> Anyone overseeing work from multiple people has to?
That's not a black box though. Someone is still reading the code.
> At some point you have to let go and trust people‘s judgement
Where's the people in this case?
> People who do that (I‘m not one of them btw) must rely on higher level reports.
Does such a thing exist here? Just "done".
> Someone is still reading the code.
But you are not. That’s the point?
> Where's the people in this case?
Juniors build worse code than codex. Their superiors also can‘t check everything they do. They need to have some level of trust for doing dumb shit, or they can’t hire juniors.
> Does such a thing exist here? Just "done".
Not sure what you mean. You can definitely ask the agent what it built, why it built it, and what could be improved.
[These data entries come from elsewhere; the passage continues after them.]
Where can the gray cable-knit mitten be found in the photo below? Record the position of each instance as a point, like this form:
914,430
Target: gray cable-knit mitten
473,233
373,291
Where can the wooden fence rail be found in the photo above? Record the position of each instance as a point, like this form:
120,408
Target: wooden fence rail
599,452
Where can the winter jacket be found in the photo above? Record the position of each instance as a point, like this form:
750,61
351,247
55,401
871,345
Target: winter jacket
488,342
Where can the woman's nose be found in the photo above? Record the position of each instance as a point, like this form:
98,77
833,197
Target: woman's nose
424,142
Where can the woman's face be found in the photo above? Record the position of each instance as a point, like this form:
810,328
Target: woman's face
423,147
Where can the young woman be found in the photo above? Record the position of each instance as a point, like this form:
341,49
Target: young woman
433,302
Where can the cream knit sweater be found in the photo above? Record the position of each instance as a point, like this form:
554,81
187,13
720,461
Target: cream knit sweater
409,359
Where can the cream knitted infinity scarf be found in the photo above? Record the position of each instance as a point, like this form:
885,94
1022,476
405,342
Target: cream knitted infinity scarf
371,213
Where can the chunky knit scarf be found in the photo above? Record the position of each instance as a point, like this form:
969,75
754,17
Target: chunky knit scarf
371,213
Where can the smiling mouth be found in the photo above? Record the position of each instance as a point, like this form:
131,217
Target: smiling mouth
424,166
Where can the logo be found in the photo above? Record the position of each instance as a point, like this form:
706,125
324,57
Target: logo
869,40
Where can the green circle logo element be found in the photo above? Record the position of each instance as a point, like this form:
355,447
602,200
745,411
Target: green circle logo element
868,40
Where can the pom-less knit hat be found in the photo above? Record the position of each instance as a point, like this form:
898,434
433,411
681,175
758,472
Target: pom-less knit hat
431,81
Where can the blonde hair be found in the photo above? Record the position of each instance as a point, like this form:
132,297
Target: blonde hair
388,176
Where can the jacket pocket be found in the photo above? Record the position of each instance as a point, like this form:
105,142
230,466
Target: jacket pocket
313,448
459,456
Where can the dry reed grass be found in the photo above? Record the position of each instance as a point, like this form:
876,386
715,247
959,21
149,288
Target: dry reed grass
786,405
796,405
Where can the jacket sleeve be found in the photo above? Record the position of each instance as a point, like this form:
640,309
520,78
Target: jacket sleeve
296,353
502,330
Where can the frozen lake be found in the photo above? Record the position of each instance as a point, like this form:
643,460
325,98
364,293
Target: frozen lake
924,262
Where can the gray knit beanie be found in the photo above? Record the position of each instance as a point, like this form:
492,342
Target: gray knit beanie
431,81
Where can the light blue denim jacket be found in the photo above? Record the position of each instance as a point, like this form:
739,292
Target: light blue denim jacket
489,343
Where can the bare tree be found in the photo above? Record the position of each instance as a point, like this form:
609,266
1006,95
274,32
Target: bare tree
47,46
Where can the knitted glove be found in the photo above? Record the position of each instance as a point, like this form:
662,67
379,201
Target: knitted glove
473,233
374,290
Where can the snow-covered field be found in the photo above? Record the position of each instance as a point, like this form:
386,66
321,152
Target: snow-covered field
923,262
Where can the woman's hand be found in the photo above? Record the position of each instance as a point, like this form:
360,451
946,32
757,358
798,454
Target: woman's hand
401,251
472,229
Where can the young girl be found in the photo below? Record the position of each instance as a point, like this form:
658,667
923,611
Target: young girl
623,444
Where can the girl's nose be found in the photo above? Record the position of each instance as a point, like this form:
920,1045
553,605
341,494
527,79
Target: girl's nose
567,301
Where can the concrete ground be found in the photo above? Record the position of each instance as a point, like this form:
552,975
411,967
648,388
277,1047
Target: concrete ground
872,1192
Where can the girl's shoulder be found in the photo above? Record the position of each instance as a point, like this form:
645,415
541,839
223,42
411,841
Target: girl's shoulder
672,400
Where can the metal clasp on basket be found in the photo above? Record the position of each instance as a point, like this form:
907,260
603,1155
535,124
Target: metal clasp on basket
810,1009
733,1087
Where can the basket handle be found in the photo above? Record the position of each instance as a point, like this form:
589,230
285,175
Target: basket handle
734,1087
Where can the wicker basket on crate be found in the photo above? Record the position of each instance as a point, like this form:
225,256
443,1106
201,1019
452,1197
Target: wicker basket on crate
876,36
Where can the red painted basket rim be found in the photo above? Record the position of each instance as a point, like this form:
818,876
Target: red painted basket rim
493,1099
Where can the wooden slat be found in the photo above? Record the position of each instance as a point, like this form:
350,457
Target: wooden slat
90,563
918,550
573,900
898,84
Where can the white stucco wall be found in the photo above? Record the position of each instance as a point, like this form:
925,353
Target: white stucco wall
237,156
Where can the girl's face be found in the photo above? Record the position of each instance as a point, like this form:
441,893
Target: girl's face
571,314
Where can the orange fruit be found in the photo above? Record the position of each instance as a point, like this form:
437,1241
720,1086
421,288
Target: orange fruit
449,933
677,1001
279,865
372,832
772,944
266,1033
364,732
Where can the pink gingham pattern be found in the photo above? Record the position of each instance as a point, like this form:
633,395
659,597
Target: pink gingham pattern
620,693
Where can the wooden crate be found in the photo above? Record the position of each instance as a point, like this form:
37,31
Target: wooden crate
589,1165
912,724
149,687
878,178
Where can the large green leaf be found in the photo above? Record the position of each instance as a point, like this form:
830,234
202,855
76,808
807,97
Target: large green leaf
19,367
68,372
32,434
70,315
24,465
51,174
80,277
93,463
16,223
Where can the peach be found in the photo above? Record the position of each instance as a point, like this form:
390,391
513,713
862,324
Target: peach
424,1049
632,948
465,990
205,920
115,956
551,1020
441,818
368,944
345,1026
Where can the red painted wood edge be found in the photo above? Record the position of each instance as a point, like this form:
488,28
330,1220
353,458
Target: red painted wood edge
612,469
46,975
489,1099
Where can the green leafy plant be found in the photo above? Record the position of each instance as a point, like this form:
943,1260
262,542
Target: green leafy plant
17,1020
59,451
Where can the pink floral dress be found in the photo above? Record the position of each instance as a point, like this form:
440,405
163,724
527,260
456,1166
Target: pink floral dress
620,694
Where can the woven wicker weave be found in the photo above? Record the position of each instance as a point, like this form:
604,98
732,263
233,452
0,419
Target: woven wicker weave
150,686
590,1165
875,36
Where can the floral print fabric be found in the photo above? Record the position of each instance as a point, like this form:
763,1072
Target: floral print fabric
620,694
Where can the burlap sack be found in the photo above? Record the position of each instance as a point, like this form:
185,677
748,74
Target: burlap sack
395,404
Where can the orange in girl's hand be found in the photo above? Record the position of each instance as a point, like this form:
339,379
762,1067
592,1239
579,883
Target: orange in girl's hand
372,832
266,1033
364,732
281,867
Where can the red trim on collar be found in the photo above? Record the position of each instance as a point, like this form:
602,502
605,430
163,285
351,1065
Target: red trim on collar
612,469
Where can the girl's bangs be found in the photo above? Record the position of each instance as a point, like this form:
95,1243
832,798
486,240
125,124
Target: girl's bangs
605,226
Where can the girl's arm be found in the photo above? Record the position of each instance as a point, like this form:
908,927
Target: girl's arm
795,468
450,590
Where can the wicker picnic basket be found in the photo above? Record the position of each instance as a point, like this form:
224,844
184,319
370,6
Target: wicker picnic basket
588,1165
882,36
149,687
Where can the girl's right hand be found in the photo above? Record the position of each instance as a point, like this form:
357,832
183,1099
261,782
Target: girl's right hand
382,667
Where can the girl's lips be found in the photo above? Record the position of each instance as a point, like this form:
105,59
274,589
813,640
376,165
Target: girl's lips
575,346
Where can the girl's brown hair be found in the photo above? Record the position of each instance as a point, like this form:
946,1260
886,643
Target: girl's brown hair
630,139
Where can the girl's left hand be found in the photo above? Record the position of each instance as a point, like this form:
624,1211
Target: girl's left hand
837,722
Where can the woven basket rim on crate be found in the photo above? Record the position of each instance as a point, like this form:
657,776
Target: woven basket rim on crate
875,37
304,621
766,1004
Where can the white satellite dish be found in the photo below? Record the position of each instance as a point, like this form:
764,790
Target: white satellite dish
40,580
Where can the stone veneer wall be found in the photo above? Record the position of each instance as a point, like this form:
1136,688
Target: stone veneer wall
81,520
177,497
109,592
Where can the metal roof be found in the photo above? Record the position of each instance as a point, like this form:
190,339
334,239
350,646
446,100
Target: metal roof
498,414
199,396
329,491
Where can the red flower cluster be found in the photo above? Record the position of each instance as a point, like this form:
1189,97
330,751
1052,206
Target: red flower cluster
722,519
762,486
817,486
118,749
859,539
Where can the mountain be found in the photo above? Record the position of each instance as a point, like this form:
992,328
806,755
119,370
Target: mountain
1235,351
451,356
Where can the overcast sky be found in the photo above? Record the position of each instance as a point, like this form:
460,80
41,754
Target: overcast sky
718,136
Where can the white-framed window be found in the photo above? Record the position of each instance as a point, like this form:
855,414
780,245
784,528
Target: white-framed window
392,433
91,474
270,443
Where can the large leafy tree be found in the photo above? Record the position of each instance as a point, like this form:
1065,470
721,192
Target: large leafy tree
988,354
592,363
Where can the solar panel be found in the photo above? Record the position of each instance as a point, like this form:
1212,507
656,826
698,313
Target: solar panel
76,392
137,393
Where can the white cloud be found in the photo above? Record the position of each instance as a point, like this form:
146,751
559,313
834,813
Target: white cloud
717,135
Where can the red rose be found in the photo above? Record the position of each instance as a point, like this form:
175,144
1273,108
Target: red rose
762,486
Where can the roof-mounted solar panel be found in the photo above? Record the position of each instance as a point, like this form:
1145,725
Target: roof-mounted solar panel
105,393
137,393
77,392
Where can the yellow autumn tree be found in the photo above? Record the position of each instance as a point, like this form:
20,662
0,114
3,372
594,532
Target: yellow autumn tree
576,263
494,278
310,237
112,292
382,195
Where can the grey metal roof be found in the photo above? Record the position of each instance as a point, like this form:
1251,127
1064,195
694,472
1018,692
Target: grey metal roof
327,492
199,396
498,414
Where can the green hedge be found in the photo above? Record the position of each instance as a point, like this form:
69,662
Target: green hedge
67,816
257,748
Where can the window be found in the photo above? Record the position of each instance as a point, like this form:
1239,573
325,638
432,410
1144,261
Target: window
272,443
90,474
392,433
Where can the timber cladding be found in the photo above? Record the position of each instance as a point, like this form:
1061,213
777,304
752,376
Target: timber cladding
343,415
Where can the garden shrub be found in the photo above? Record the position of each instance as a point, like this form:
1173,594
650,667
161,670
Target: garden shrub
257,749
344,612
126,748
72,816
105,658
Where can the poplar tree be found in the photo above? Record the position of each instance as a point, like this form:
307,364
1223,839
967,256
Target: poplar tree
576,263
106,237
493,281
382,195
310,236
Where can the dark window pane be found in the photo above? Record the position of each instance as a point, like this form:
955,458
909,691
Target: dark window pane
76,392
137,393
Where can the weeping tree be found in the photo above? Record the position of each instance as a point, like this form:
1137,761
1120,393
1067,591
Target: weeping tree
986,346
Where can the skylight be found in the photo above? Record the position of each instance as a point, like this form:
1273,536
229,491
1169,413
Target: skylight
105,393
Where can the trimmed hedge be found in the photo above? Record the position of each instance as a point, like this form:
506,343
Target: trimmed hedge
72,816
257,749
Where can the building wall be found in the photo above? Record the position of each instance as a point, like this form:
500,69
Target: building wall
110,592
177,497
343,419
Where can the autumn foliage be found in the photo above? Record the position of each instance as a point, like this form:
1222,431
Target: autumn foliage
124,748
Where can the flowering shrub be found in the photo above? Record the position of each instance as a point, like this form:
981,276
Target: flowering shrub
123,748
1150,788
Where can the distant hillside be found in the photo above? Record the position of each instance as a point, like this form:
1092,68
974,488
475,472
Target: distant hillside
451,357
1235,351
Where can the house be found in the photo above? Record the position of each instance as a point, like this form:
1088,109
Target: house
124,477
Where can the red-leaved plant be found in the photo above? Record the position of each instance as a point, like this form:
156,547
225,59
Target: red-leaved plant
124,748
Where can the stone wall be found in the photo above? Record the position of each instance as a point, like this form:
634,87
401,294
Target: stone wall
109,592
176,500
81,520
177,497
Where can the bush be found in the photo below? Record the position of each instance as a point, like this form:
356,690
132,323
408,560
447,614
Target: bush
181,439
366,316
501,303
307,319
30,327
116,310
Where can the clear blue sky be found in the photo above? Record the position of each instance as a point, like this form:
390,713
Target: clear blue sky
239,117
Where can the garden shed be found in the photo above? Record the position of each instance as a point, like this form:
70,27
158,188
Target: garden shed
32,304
You will get only part of the info vs when you read the output, but it won’t be zero info.
You: "Why did you build this?"
LLM: "Because the embeddings in your prompt are close to some embeddings in my training data. Here's some seemingly explanatory text with that is just similar embeddings to other 'why?' questions."
You: "What could be improved?"
LLM: "Here's some different stuff based on other training data with embeddings close to the original embeddings, but different.
---
It's near zero useful information. Example imformation might be "it builds" (baseline necessity, so useless info), "it passes some tests" (fairly baseline, more useful, but actually useless if you don't know what the tests are doing), or "it's different" (duh).
If I asked you, about a piece of code that you didn’t build, „What would you improve?“, how would that be fundamentally different?
> You can definitely ask the agent what it built, why it built it, and what could be improved.
If that was true we’d have what they call AGI.
So no, it doesn’t actually give you those since it can’t reason and logic in such a way.
What does that have to do with AGI?
What you asked for is AGI. How else does it think, reason and logic to answer your "why"?
It doesn't do that currently even if you think it does.